Trevor Bird was a 24-year-old second lieutenant when he wrote the letter to his father


"However, I finally reached the line of British trenches I was making for where, to cap all my troubles, I was arrested as a German spy!! Nothing would convince the corporal into whose section I had come that I was what I represented myself to be.

"It was not until I had been taken before the commanding officer, with a rifle muzzle in the small of my back, that I was allowed to depart."

Despite his ordeals, the subaltern wrote: "Well, we get well paid so mustn't complain I suppose."

Despite a system of rigorous censorship the letter criticizes senior officers, saying a planned bayonet charge which had been called off at the last moment would have been suicidal and amounted to "a criminal order".

"We had actually formed up for the attack and were about to move off for what would have been certain death for 90 per cent of us, when we were told the attack was off," the lieutenant writes.

"It really seemed like an intervention of God that we were stopped in time. All the Officers must have been killed.

"Well, we weren't, so there's no good grousing, but really, ordering two native cavalry regiments to attack a strong German position on foot seems about as absurd a proposition as you can imagine."



The family trove also includes a Christmas card sent from the King to all officers as well as a cigarette case


The letter had been passed on through family in South Africa and France before being found again a few weeks ago.

A special tin of 16 cigarettes and a Christmas card from King George V sent to all officers have also survived as mementoes of the war.

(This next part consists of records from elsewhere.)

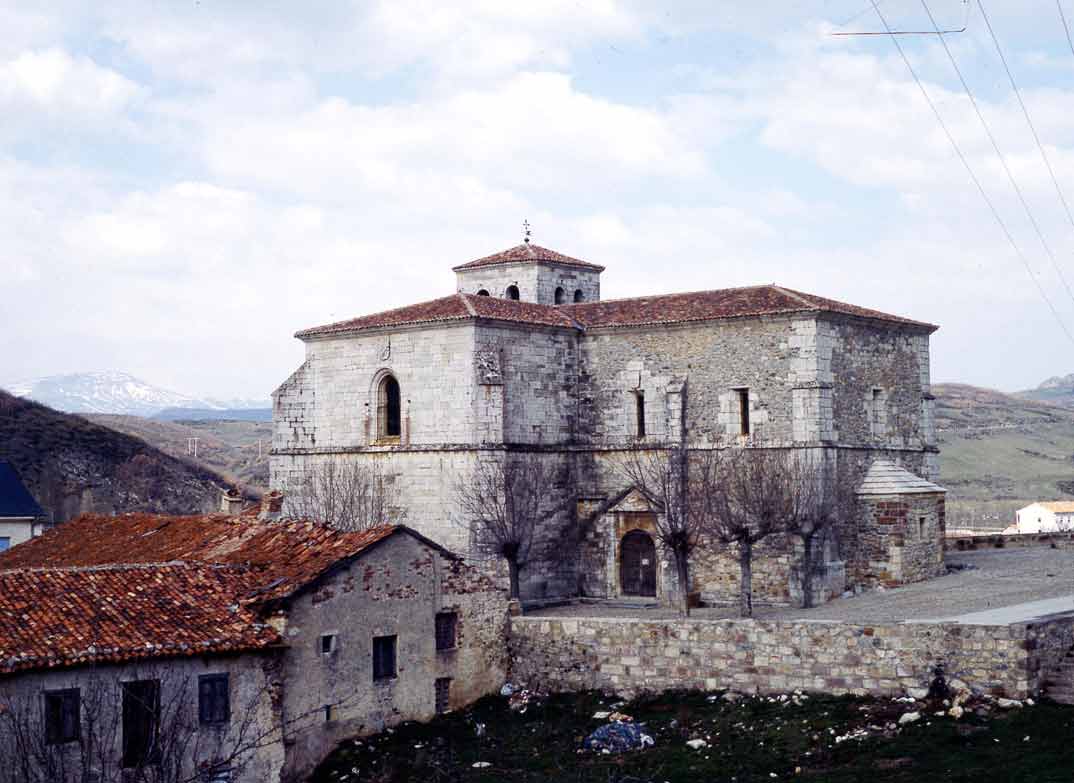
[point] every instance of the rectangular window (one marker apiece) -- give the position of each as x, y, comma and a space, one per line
214, 698
743, 404
62, 722
141, 723
328, 643
446, 624
383, 657
443, 694
639, 399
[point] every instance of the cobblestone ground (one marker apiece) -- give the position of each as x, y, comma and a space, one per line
987, 579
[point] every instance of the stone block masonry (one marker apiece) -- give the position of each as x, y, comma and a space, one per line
628, 655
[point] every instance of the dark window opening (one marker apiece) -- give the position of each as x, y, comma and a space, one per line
389, 408
214, 698
141, 723
446, 628
383, 657
328, 643
743, 400
443, 694
62, 722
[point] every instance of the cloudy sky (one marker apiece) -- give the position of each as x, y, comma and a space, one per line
184, 185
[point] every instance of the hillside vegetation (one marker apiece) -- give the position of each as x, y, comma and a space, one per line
72, 465
1000, 452
229, 448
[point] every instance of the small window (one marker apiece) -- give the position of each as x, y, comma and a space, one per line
383, 657
639, 411
446, 627
62, 722
214, 699
328, 643
443, 694
743, 405
141, 704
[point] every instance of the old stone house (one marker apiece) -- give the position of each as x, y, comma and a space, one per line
240, 648
526, 357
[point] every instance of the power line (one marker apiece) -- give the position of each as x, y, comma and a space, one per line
1065, 26
996, 147
1032, 128
976, 180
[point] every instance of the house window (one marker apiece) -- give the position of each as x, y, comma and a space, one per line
383, 657
639, 411
61, 716
388, 407
742, 395
443, 694
214, 699
328, 643
446, 625
141, 706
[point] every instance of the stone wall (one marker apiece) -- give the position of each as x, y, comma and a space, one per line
633, 655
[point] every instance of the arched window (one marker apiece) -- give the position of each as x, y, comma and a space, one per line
389, 408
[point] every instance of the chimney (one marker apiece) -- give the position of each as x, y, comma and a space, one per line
272, 506
231, 502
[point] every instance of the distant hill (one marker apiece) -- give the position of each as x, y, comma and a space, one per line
227, 447
1001, 451
116, 392
72, 465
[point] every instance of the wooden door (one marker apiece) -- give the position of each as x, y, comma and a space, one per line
637, 565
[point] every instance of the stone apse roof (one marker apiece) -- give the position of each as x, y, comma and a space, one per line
113, 589
15, 499
886, 478
638, 312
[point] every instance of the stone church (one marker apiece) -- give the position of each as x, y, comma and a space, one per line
526, 357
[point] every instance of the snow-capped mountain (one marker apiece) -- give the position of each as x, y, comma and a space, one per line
115, 392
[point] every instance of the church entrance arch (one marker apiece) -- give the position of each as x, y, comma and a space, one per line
637, 564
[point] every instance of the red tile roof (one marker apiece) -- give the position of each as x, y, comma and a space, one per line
146, 585
67, 617
641, 310
527, 252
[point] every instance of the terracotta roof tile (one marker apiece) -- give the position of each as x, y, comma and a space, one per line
526, 252
636, 312
67, 617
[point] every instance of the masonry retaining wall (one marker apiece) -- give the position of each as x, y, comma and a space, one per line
632, 655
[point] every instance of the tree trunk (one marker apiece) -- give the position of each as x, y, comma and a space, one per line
745, 569
807, 582
682, 568
512, 569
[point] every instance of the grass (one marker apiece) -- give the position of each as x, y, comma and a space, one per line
754, 739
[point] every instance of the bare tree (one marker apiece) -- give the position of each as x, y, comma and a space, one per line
824, 501
757, 496
346, 495
505, 501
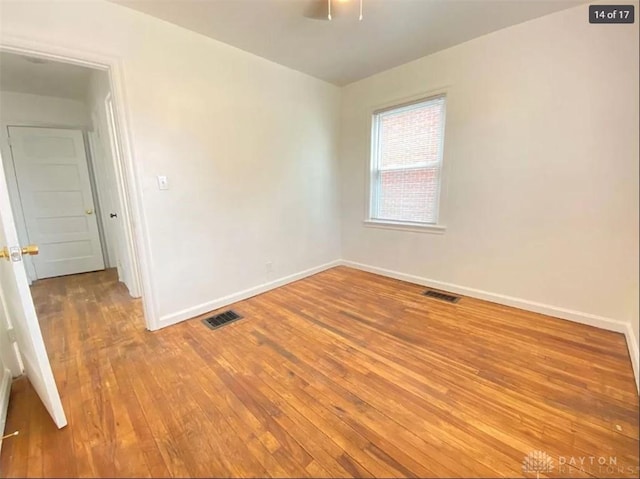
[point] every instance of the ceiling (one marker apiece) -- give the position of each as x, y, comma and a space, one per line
344, 50
42, 77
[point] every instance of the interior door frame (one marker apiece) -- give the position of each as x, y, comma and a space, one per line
14, 189
131, 181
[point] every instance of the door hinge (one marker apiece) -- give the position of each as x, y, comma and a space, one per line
11, 334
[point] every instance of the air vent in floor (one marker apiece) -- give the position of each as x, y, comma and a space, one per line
450, 298
221, 319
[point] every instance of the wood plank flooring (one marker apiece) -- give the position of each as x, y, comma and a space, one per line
341, 374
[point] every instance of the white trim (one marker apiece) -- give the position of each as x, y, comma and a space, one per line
416, 227
132, 171
5, 391
194, 311
555, 311
632, 345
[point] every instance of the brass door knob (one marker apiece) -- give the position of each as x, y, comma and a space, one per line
31, 249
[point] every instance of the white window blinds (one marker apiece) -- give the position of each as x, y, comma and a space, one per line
406, 162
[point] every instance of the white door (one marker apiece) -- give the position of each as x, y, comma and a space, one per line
16, 303
57, 202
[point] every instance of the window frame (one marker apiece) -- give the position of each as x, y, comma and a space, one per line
374, 171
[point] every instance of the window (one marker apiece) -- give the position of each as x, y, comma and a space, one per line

Now grandson Stephen Birley, 49, from Bradninch, near Exeter, Devon, is trying to find out more about how and where the officer wrote the letter, which appears to be uncensored.

Despite growing up with his grandfather, who went on to become a colonel and died aged 102 in 1992, Mr Birley had no idea that he had served in the trenches.

He said the letter was found in a trunk full of family documents including even older letters dating back to the time of his great-grandfather and great-great-grandparents, who survived the Indian Mutiny in 1857.

Colonel Bird's first name was William but he was always known as Trevor to distinguish him from his father.

He grew up in India and served with the 8th Light Cavalry of the Indian Army, which was shipped to Europe in 1914.



Christmas in the trenches: soldiers had to endure mortar attacks and waist-deep mud


The letter was passed down through Colonel Bird's oldest son and found by Mr Birley's cousin Philip, who now lives in France.

Mr Birley said: "It is an extraordinary document because of what it tells us about life in the trenches.

"I was in the army myself and suffered trench foot, and I am surprised he did not say anything about having had it as well. His generation clearly did not believe in talking about what they experienced in the trenches. I presume it must have been too painful for them."

He added: "Everyone knows the stories about a Christmas truce and the British and Germans playing football in no man's land but this paints a very different picture.

"It is very dramatic and the most extraordinary thing is that after describing what he had been through he wrote that he shouldn't grumble because he was being well paid.

"I have been trying to find out where it was written. It is obviously on the Western Front but I have not been able to track down where his regiment were serving in Christmas 1914."